2話の5
「本当に阿久津君と自分二人でオーディションの取材行くんですか?」
不安そうに社長と墨田を交互に見ながら聞く黒木に、墨田は目線をそらす。
「そうだな取材許可をとってからになるが、最初は墨田も同行して途中から黒木と阿久津二人になると思う取材メインは黒木で阿久津は補助とカメラでどうかな?」
「あぁ、阿久津君写真凄く綺麗に撮れますもんね・・・最初は墨田班長が居るなら・・はい。」
「ありがとう黒木!!」
渋々納得した黒木に対し、喜びを隠せず立ち上がりながら墨田は感謝をする。
「わーいやったー!」
阿久津も立ち上がり万歳して喜ぶ。
「でも取材許可とってからですよね?CLIPって大手事務所ですし、そんな簡単に許可でるんですか?」
「えっいけないとかあるんです??」
黒木は心の中で密かにどうせ許可とれないだろうって思っていて、阿久津は普通に取材に行けると思っていて疑問を社長にぶつけた。
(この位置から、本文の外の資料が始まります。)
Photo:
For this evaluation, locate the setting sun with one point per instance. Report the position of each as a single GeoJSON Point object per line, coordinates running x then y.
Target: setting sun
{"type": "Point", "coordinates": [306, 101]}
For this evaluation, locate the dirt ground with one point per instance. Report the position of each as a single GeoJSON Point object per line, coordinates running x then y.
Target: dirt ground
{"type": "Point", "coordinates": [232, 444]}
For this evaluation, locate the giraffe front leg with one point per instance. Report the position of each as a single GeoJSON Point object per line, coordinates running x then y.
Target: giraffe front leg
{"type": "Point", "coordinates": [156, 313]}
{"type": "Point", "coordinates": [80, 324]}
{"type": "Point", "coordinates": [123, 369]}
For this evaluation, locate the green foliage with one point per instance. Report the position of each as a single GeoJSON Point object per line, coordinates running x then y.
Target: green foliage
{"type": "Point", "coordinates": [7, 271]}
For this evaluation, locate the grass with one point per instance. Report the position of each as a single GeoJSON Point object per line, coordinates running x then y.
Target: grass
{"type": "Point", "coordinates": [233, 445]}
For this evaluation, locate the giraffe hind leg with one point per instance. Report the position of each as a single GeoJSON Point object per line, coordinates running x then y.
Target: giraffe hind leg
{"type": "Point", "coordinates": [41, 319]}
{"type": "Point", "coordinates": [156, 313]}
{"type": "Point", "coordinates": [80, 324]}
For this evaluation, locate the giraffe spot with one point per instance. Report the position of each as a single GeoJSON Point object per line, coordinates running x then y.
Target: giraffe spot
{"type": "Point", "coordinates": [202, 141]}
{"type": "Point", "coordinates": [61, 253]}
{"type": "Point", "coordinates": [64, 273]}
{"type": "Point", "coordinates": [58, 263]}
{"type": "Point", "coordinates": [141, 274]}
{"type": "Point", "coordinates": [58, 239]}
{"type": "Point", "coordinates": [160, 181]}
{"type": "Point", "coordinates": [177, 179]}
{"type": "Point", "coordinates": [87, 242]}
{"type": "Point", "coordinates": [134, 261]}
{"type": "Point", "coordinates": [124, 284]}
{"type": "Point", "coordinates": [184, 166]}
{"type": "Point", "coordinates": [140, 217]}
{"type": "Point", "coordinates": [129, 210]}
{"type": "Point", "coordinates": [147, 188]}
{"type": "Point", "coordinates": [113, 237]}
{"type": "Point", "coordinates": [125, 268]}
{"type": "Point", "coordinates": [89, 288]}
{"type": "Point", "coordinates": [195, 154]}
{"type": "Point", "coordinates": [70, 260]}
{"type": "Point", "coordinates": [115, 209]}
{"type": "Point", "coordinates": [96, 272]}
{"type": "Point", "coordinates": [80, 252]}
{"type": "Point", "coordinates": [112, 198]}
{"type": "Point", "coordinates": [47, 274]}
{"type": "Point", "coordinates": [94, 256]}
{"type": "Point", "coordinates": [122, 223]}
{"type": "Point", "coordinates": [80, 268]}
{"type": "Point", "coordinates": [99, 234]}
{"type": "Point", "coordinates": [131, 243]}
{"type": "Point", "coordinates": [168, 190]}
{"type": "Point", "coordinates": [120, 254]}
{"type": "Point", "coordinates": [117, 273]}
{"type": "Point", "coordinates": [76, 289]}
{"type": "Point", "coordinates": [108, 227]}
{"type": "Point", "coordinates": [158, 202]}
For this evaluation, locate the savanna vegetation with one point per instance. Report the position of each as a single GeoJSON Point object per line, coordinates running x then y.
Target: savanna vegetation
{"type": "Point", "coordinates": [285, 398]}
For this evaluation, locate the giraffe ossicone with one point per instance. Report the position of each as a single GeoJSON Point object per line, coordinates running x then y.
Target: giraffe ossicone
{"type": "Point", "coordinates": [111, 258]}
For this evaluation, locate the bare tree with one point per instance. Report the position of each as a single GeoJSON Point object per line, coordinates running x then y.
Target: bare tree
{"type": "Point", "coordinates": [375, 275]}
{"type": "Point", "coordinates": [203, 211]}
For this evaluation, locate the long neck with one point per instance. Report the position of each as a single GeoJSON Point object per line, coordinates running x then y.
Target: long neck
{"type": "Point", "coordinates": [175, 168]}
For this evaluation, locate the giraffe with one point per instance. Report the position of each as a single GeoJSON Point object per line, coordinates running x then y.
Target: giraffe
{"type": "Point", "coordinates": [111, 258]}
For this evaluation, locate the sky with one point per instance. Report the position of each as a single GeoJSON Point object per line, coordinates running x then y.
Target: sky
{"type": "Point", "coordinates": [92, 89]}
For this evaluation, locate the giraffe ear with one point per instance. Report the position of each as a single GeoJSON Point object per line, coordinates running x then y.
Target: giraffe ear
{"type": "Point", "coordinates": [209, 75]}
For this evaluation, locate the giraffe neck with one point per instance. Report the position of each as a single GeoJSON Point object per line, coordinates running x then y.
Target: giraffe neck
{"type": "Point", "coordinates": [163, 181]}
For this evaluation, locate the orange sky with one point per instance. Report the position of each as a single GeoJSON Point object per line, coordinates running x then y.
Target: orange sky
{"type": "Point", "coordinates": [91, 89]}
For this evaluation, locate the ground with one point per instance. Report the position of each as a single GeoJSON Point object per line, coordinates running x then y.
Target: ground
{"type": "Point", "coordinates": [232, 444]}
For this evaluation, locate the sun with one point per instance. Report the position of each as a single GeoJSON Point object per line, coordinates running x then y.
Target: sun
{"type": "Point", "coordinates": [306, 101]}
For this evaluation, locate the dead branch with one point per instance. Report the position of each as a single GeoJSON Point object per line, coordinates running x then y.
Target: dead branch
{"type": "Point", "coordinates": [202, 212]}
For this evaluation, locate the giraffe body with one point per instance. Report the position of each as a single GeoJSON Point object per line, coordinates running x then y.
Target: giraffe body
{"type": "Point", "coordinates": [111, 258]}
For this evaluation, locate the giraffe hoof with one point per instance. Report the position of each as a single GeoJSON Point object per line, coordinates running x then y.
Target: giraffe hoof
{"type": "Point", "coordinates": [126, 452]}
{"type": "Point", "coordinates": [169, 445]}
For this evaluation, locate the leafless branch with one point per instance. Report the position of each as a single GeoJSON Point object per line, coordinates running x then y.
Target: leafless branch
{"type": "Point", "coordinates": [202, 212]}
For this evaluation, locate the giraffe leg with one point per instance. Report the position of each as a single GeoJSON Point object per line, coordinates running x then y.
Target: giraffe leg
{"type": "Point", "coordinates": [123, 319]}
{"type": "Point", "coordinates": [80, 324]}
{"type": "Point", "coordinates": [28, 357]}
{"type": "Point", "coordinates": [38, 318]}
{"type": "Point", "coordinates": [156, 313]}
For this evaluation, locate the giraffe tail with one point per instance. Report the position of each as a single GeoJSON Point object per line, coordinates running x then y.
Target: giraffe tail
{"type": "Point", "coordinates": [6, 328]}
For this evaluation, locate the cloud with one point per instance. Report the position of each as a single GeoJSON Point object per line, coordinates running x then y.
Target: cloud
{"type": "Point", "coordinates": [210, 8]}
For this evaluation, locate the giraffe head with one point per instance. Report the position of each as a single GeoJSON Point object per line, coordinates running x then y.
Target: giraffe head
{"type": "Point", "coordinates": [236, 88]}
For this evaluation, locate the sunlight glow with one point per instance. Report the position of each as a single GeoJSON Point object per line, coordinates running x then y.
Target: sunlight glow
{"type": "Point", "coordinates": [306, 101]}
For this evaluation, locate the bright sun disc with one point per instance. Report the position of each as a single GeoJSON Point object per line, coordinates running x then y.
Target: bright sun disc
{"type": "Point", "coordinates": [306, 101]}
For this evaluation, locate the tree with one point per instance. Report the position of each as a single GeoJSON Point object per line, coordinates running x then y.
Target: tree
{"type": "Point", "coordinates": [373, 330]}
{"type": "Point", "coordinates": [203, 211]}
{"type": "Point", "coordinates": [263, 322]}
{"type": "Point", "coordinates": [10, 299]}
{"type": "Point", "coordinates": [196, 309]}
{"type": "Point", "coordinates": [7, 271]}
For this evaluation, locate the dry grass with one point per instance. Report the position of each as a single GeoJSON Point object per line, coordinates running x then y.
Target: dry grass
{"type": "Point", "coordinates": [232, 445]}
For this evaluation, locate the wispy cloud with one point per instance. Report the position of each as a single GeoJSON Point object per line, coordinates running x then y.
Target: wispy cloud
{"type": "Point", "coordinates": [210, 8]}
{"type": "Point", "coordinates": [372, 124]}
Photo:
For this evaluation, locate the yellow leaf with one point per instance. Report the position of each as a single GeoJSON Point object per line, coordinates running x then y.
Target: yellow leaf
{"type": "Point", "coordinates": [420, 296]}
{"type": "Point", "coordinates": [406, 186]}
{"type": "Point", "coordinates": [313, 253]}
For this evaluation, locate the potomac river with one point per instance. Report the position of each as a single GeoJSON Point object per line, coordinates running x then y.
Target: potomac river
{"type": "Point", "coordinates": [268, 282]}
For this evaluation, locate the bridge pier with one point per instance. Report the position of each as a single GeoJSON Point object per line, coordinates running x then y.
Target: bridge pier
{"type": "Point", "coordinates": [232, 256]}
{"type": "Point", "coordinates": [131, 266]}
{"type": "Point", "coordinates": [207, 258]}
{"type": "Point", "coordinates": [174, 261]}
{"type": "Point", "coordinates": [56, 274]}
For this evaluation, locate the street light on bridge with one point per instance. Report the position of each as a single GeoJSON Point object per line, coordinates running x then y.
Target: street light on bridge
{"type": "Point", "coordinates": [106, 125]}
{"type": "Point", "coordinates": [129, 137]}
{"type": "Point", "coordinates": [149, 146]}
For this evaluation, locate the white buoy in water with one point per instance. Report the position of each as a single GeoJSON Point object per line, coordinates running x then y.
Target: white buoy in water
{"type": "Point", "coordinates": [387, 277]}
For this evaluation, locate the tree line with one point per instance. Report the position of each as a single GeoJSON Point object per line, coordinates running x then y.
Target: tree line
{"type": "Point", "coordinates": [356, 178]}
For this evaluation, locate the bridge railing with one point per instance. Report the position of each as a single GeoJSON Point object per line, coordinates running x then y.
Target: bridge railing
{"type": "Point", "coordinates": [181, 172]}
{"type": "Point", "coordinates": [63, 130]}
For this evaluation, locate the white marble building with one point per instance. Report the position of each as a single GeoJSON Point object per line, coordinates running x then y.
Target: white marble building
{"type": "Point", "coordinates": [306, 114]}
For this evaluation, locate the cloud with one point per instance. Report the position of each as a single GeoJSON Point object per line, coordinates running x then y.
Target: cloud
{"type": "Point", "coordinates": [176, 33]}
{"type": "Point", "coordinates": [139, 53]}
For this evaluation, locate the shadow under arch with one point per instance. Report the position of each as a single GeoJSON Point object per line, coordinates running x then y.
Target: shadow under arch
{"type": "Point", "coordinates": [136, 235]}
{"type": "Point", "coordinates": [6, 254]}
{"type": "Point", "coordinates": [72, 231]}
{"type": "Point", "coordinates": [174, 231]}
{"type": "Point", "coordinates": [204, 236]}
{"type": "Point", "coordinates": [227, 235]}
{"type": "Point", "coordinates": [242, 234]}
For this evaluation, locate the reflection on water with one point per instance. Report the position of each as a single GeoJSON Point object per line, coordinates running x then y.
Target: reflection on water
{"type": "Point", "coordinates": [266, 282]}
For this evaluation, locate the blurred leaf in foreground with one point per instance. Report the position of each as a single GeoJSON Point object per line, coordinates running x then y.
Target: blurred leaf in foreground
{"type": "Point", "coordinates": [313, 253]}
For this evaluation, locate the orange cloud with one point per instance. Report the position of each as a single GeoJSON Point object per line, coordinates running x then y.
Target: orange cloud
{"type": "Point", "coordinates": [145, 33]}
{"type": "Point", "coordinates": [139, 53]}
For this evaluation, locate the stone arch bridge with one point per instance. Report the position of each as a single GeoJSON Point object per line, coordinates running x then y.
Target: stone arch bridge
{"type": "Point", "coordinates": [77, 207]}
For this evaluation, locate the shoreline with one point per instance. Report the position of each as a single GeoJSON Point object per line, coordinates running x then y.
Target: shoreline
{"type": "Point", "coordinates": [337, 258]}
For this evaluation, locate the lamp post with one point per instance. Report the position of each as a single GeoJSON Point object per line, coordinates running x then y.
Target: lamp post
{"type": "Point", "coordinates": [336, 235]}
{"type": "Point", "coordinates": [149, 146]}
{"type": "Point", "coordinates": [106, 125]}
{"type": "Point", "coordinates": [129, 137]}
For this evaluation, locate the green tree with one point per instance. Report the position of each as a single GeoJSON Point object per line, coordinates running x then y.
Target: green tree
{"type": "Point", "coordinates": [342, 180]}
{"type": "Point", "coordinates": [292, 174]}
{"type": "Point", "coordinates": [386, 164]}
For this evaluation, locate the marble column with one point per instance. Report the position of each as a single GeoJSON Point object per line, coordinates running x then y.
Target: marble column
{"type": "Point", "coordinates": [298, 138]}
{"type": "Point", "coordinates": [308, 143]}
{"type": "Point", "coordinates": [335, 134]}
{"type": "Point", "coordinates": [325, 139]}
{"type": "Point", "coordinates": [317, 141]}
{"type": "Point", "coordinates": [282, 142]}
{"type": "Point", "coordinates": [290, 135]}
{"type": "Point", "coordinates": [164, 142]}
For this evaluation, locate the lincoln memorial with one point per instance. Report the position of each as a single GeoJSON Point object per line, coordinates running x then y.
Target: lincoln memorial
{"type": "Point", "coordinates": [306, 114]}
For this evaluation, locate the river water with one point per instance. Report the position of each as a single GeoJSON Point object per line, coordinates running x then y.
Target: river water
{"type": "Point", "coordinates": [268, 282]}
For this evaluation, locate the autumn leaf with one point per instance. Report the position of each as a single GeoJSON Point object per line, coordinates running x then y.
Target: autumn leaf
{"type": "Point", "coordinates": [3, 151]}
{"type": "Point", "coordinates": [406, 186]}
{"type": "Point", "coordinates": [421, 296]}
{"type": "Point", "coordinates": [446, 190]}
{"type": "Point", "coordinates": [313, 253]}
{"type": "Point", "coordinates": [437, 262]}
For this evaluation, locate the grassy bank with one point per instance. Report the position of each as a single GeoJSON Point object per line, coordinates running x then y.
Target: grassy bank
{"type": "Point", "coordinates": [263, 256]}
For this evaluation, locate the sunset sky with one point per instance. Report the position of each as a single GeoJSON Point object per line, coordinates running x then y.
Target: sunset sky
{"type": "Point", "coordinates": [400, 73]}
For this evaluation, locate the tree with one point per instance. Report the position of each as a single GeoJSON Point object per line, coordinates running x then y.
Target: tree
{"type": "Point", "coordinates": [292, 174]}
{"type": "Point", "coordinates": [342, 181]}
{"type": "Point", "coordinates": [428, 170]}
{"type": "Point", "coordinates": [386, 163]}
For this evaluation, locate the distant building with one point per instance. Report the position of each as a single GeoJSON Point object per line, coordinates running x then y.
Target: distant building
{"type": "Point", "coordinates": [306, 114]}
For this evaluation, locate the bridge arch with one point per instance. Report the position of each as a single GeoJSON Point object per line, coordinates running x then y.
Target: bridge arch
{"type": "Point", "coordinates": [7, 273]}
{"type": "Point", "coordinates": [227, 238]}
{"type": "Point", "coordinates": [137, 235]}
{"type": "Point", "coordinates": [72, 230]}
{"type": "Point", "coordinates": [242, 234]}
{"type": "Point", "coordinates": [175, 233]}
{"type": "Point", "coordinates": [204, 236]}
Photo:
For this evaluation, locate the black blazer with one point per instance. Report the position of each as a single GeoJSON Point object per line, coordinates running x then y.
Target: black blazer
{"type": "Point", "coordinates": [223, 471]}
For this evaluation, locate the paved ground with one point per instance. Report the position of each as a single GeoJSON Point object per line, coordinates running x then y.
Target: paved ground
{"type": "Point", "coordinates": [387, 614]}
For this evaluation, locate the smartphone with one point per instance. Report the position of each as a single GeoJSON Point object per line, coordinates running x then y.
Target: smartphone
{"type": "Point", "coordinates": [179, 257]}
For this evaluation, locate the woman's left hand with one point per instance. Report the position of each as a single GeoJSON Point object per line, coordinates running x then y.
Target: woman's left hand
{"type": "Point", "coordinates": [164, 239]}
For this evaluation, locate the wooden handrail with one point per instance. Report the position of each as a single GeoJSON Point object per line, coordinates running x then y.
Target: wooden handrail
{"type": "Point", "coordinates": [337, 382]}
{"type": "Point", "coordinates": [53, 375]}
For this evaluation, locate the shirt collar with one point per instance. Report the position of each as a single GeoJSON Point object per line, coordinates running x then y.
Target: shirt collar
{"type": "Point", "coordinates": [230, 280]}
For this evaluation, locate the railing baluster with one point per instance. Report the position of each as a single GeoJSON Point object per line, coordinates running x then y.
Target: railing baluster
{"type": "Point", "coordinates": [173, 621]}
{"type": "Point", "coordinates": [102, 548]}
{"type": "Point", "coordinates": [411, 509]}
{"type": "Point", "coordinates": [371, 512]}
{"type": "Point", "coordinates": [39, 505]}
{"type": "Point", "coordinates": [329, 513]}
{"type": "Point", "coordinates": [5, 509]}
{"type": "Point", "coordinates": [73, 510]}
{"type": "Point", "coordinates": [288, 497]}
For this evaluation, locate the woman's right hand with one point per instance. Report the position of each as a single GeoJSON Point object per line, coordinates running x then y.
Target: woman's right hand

「多分大丈夫、知り合いが居るしな。とりあえず今から連絡して許可がとれたらまた言うからそれまでいつも通りの仕事に戻ろうか。」
「「「はい」」」
社長は三人に仕事に戻るように促し、墨田、黒木、阿久津は対談室から出て行った。
対談室で一人になった社長はポケットから携帯を取り出し電話をかける。
「あーもしもし・・・・おう久しぶりだな・・・・・ああ・・・・そう・・・・ちょっと頼みがあるるんだが・・・・・・・・・・・。」
30分ほど電話で話を続け、「ああ、あとはメールで。」社長は電話を切る。
「ふぅ・・・取材許可は大丈夫そうだが・・何事も起きなければいいな」
社長は立ち上がり対談室からでる。